Oil Change International

Exposing the true costs of fossil fuels

New Analysis: Fossil fuel subsidies five times greater than climate finance

Here in Doha for the UN climate negotiations, we’ve just released new analysis that shows that fossil fuel subsidies in rich countries are, on average, five times greater than those same countries’ pledges towards climate finance (support to developing countries to address climate change and its impacts).  Sometimes pictures speak louder than words, so here’s a graphic that lays it out:

 

For more information, see our more detailed two-pager here.

Comments (7)

  1. Svenne says:

    So apparently my country, Sweden, isn’t serious about climate change, because we subsidize the fossil fuel industry. Even though Sweden doesn’t actually _have_ any production of oil, coal or natural gas, nor electrical production from them. (and the OECD report says as much)

    The ‘subsidy’ here is because certain industries (e.g. mass-transit) have reduced carbon taxes.
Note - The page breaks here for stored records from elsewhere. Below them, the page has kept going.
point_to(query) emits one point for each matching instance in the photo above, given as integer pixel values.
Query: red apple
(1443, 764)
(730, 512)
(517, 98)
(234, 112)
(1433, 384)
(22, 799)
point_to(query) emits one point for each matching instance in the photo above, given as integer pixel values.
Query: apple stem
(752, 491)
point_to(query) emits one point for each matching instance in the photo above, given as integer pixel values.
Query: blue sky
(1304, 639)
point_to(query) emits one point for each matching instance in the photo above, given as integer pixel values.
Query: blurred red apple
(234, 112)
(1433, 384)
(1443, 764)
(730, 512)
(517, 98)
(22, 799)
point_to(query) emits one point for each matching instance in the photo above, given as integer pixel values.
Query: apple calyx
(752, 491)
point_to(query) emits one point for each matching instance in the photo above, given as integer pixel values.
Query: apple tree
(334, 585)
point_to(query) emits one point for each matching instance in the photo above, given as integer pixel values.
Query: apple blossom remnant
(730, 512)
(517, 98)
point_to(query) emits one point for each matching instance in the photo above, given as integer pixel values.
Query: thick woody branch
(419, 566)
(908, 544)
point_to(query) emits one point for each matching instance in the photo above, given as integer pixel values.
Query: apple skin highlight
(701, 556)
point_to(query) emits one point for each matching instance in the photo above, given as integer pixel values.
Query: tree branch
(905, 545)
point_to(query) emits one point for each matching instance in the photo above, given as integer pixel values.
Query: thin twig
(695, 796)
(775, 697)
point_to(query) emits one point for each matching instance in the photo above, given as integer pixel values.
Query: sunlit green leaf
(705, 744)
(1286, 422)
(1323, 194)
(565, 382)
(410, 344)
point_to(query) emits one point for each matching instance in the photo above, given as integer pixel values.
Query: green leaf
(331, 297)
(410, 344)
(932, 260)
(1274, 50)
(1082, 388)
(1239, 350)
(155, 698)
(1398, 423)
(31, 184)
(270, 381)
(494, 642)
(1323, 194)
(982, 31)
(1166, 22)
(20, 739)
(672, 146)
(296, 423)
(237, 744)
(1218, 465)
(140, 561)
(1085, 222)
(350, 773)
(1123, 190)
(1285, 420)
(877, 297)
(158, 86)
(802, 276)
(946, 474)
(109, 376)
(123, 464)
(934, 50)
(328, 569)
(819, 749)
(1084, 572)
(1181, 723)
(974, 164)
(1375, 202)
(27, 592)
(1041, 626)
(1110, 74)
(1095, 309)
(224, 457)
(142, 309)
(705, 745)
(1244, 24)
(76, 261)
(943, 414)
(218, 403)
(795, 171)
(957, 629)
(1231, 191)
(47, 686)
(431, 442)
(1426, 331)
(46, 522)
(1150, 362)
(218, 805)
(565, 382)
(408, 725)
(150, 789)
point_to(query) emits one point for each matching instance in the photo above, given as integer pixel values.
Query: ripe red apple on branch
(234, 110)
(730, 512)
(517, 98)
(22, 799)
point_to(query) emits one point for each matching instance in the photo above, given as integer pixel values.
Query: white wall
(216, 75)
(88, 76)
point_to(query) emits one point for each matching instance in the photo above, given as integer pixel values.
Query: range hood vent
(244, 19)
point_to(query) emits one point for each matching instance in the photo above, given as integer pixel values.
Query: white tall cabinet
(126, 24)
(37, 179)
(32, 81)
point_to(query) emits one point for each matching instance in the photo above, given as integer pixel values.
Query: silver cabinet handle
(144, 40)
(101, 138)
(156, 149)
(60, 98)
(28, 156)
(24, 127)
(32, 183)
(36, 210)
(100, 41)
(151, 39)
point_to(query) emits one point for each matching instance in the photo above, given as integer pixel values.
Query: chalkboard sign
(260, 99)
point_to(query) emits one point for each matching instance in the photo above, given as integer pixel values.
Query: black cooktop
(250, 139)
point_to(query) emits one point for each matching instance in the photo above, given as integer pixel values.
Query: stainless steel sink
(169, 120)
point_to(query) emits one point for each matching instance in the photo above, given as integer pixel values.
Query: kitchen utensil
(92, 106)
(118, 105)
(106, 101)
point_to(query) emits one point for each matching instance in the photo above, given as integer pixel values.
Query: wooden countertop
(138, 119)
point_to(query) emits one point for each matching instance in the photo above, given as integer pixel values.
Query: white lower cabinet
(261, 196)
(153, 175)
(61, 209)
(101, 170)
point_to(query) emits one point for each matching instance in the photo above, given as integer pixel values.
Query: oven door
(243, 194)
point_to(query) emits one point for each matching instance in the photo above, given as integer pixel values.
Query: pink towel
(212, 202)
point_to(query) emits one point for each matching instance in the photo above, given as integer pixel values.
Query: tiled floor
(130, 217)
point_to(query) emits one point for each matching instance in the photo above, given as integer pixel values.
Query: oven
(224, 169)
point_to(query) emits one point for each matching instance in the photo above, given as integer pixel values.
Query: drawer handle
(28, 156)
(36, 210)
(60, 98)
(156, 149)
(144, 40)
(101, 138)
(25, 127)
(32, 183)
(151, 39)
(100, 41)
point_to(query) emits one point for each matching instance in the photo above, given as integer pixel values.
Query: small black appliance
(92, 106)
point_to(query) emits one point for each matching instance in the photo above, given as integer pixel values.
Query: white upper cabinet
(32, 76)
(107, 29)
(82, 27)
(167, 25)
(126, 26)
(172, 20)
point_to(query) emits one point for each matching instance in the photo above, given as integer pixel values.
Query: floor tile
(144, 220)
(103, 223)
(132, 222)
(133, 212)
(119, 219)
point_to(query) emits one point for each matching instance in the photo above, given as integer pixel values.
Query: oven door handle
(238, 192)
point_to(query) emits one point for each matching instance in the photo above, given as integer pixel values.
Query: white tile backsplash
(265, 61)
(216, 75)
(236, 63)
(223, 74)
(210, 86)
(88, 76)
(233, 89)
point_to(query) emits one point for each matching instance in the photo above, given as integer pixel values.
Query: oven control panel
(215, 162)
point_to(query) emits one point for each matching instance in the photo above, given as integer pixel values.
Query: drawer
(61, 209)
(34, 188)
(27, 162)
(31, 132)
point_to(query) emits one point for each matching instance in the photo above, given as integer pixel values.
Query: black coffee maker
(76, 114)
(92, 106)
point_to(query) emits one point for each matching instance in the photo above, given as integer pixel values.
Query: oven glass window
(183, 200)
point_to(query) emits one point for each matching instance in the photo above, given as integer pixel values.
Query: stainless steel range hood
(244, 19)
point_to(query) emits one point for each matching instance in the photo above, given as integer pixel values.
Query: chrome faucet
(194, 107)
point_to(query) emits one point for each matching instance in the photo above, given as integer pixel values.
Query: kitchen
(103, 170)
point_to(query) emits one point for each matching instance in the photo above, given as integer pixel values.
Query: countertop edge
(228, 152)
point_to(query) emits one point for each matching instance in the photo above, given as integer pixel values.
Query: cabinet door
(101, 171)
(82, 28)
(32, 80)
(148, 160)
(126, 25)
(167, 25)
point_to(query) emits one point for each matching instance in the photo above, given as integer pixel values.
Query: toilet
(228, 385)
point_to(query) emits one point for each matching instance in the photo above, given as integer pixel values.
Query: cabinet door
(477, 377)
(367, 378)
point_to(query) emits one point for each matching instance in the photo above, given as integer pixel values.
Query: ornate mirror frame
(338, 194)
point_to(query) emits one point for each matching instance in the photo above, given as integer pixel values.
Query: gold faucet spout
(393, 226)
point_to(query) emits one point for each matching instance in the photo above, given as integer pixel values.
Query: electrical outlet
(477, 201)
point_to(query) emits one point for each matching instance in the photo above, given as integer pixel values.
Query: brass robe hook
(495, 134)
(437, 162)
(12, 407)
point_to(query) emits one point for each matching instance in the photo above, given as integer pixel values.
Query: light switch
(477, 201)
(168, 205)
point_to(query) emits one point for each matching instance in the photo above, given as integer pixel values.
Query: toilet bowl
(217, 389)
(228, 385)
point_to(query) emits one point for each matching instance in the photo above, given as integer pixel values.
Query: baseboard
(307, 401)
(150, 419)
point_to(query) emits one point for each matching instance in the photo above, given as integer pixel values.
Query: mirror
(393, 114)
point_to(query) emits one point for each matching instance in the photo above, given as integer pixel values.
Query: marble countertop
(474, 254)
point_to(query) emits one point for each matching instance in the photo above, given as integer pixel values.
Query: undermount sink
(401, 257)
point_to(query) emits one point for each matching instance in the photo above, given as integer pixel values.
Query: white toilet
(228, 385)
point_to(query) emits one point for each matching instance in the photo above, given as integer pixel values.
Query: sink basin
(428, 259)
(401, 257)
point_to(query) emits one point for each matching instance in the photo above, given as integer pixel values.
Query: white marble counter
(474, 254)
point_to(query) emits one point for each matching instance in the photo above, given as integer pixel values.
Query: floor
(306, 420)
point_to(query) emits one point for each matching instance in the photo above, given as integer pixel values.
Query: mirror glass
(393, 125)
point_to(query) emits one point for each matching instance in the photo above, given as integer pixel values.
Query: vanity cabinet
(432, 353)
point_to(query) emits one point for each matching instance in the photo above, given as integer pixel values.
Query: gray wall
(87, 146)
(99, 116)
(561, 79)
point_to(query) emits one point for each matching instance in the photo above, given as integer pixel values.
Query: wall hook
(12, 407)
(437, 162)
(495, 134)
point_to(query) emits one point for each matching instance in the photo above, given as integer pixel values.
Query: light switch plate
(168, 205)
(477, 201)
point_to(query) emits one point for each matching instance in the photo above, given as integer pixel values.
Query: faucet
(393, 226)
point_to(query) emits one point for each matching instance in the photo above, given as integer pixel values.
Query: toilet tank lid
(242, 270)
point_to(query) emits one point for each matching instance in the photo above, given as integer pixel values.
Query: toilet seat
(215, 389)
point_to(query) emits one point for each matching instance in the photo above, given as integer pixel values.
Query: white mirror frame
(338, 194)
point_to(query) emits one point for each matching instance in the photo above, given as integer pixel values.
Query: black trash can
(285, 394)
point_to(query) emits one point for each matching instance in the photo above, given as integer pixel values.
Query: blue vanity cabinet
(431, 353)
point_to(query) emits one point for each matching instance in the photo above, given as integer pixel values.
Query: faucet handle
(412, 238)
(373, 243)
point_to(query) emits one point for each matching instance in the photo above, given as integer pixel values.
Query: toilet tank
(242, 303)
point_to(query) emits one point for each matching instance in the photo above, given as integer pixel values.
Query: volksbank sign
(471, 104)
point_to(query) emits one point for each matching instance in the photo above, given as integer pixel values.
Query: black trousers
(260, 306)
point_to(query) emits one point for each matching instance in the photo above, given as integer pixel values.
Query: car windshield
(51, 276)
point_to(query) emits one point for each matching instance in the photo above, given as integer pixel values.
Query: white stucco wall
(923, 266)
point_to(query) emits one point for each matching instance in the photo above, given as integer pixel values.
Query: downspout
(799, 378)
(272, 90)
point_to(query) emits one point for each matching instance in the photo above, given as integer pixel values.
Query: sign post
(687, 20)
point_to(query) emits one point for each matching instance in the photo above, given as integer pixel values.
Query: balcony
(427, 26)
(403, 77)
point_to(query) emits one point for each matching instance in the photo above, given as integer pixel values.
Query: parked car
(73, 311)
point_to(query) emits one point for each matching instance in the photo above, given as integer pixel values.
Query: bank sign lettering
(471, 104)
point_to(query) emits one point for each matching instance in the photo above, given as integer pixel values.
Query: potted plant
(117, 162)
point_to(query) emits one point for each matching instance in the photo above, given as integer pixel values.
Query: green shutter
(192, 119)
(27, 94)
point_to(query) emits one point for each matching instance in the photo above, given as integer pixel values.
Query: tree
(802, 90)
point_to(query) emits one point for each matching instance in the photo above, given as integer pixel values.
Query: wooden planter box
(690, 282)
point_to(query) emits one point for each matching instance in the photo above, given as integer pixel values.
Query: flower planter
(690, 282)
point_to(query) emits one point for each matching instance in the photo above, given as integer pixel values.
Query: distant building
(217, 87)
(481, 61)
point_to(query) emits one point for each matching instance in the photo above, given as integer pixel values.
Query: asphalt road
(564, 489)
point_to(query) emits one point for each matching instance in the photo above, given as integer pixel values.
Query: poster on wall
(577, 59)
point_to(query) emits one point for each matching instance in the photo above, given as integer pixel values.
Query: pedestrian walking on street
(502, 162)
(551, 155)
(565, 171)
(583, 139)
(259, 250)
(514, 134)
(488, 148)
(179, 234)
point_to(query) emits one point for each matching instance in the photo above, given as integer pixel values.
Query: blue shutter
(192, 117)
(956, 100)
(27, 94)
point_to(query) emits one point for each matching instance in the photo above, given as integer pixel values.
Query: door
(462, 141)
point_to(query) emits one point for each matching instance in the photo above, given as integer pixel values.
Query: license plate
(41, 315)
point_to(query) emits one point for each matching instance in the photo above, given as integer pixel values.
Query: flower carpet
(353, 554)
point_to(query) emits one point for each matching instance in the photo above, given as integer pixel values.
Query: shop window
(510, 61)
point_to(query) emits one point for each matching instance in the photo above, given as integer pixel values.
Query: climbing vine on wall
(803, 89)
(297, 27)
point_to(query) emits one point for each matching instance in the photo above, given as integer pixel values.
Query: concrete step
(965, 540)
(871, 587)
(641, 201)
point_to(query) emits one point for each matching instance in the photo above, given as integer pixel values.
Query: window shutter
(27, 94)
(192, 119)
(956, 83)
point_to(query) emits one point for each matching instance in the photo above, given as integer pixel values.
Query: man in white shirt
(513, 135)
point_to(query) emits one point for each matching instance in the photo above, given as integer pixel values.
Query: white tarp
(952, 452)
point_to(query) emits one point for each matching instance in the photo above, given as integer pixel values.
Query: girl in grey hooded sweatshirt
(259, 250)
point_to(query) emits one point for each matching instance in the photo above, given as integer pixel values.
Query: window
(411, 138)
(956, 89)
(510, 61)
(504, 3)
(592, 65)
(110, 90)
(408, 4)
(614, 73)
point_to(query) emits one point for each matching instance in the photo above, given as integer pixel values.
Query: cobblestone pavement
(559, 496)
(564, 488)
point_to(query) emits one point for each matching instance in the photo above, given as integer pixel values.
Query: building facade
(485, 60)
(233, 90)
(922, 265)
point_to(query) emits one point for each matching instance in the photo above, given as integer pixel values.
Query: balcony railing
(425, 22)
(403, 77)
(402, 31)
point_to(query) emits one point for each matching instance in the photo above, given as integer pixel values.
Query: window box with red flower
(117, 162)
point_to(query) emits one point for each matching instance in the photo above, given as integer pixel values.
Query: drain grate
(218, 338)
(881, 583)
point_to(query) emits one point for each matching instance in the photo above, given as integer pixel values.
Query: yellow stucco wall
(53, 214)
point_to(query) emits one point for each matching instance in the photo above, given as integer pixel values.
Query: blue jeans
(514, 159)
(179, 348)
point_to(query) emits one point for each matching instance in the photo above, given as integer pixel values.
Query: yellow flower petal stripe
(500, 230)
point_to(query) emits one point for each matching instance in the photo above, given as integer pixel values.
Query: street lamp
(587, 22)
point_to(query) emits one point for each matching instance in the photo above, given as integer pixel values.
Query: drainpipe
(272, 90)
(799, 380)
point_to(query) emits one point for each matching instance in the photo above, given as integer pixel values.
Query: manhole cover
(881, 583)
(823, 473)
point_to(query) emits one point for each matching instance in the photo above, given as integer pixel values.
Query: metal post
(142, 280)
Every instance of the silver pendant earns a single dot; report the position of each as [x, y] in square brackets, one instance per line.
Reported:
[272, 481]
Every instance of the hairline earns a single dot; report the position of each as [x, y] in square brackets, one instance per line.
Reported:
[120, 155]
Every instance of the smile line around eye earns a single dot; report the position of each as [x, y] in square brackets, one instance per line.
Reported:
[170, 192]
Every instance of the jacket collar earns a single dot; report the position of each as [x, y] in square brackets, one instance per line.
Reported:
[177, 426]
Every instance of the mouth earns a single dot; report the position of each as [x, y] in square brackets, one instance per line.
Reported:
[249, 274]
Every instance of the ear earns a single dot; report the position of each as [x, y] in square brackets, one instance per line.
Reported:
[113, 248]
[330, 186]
Countries like Japan – who actually use much more oil and natural gas, but who didn’t have a carbon tax in 2011, naturally doesn’t have any ‘subsidies’ counted from reductions in a tax it didn’t have.

    So apparently we’re doing less to fight climate change by having a carbon tax that’s not a _flat tax_ across all users, when compared to those with no carbon tax.

    Sweden has no fossil fuel industry, has a carbon tax, has no significant electricity production from fossil fuels, and has reduced CO2 emissions significantly since 1990. Japan has increased emissions since 1990, only instituted a carbon tax this year (so, not in the stats), and is a major consumer of natural gas.

    And yet, you’re implying Sweden supports the fossil fuel industry more than Japan does??

  2. Don Bailey says:

    The comment from the Swede (Dec 5, 2012 @ 1:04am) is much more factual & true – no bias or bullshit as in the table, which is very misleading and misinforms.

    I would ask every individual “what are you yourself doing about climate change ? ” – Yes when you point your finger at your neighbour there are ALWAYS 3 FINGERS pointing back at YOU, YOU, YOU !! Our award winning energy efficient house built in 1998 was named ” A SHINING EXAMPLE” in a full 2 page spread in Sydney’s weekend newspapers at the time of our 2000 Olympics – It was our small way of helping the planet – EVERYONE SHOULD DO IT, you just can’t wait for governments !!

  3. L M Adser says:

    Would like to know how this breaks down, and hope there is a good explanation.
    would like to see how and from what data this was compiled.

    LMA

  4. L M Adser says:

    Being Danish I’m shocked, I would like to see how this breaks down. What data this is compiled from.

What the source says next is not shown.